The announcement of the tax bill incurred over the last decade comes days after the west African country’s central bank ordered MTN’s Lagos-based unit to hand over $8.1 billion (Sh810 billion) that it said was illegally sent abroad.
Mobile operator MTN disclosed it had been in talks with Nigeria’s Attorney General about an investigation into tax compliance in a statement outlining the background to the case of the money sent out of the country.
“In this process, his (the Attorney General’s) office made a high-level calculation that MTN Nigeria should have paid approximately $2 billion (Sh200 billion) in taxes relating to the importation of foreign equipment and payments to foreign suppliers over the last 10 years,” MTN said.
MTN, whose Nigerian business brings in a third of its annual core profit, or EBITDA, said its total payment of around $700 million (Sh70 billion) over the 10-year period fully settled the amount owing under the taxes in question.
The latest demands come two years after MTN, Africa’s biggest telecoms company, agreed to pay more than $1 billion (Sh100 billion) to end a dispute with Nigeria over unregistered SIM cards.

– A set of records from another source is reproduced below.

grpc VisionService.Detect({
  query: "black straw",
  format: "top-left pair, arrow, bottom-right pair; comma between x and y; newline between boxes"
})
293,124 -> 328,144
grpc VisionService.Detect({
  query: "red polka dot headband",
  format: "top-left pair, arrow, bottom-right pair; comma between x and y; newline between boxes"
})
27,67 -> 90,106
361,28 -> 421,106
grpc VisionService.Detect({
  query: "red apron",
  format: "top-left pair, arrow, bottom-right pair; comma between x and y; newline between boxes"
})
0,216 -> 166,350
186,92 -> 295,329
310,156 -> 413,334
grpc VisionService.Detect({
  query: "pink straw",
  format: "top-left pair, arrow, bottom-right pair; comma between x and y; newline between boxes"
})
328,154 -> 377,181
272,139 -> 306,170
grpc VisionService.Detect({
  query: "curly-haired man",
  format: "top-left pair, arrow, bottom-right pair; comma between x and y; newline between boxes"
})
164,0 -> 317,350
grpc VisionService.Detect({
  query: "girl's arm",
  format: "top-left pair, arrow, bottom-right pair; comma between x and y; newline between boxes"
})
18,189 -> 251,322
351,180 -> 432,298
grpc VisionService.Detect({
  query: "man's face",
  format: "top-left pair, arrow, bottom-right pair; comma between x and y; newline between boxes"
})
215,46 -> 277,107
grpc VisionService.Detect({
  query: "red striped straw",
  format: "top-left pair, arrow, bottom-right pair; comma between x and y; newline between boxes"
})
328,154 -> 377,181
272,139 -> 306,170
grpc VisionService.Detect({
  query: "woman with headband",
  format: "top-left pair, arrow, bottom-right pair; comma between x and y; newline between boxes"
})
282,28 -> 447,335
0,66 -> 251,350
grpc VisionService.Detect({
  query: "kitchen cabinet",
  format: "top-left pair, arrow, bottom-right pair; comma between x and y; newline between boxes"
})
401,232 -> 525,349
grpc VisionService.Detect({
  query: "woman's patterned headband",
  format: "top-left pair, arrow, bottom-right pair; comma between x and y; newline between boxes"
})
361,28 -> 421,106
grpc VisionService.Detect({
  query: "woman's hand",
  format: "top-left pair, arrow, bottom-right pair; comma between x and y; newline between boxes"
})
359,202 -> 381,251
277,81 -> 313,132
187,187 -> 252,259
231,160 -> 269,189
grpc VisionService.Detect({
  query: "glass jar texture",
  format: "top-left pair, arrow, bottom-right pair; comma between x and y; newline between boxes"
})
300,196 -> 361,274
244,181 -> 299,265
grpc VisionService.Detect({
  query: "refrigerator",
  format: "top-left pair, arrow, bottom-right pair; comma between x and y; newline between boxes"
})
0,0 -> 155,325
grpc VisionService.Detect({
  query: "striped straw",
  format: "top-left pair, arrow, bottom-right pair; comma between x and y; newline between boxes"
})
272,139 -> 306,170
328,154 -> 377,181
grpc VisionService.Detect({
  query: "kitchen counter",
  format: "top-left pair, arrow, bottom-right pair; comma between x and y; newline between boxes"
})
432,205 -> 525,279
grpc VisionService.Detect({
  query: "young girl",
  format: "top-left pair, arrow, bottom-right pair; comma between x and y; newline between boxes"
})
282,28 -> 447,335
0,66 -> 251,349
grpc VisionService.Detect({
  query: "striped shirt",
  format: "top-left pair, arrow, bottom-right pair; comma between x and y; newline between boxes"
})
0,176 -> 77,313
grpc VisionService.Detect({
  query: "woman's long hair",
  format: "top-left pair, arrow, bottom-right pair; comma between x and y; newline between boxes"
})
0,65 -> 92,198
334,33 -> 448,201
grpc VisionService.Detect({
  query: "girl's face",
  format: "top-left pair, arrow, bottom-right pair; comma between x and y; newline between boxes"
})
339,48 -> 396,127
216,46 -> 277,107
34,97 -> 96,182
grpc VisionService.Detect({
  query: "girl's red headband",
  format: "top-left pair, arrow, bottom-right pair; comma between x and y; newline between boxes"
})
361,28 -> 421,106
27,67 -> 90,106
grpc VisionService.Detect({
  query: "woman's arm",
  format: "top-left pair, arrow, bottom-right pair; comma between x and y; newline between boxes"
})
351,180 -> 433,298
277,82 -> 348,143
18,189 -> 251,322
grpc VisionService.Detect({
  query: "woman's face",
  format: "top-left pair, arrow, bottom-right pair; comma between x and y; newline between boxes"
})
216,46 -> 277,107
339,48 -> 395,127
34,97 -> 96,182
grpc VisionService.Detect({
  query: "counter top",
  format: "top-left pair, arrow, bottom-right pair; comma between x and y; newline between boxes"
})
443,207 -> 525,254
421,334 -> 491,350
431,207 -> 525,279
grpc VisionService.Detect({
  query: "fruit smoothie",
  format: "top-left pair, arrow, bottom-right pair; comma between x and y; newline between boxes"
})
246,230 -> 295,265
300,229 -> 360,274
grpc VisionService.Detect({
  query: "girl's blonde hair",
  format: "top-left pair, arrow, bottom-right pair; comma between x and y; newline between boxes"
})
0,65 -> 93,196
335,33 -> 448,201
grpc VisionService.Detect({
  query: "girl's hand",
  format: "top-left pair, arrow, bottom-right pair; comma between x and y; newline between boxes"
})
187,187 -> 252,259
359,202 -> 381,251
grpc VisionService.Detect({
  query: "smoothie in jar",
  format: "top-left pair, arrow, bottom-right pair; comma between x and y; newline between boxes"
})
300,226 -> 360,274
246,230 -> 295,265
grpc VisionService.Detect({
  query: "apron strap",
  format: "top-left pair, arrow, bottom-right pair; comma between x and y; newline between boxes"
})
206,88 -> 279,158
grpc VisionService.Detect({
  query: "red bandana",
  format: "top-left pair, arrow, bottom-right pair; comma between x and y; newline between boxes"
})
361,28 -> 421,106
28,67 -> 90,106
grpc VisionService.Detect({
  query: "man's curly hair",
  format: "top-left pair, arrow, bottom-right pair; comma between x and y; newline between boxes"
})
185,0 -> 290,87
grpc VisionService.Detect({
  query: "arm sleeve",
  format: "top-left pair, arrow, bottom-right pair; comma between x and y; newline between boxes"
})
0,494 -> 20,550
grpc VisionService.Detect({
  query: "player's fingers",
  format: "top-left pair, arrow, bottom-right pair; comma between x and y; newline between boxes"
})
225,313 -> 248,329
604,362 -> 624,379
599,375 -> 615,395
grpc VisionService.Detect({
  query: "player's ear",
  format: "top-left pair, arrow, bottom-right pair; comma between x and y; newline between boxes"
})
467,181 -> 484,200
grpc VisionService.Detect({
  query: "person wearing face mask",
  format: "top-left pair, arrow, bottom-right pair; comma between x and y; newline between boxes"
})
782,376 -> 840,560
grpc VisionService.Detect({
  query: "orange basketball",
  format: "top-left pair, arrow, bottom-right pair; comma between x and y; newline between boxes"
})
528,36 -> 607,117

Shares in MTN dropped 5.6 per cent to R81.95 (Sh531) as of 1250 GMT, bringing losses since last Thursday, when the central bank issued the $8.1 billion (Sh810 billion) demand, to nearly 25 per cent.
“These are old issues that have been investigated and closed but now they are being reopened,” said Byron Lotter, a portfolio manager at Vestact in Johannesburg.
“I’m not surprised that a lot of people are selling and saying ‘these guys are just too volatile, I’m out’. I wonder if MTN are thinking the same.”
South African hotels and casino group Sun International said it was in final stages of exiting Nigeria following clashes with regulators and shareholders.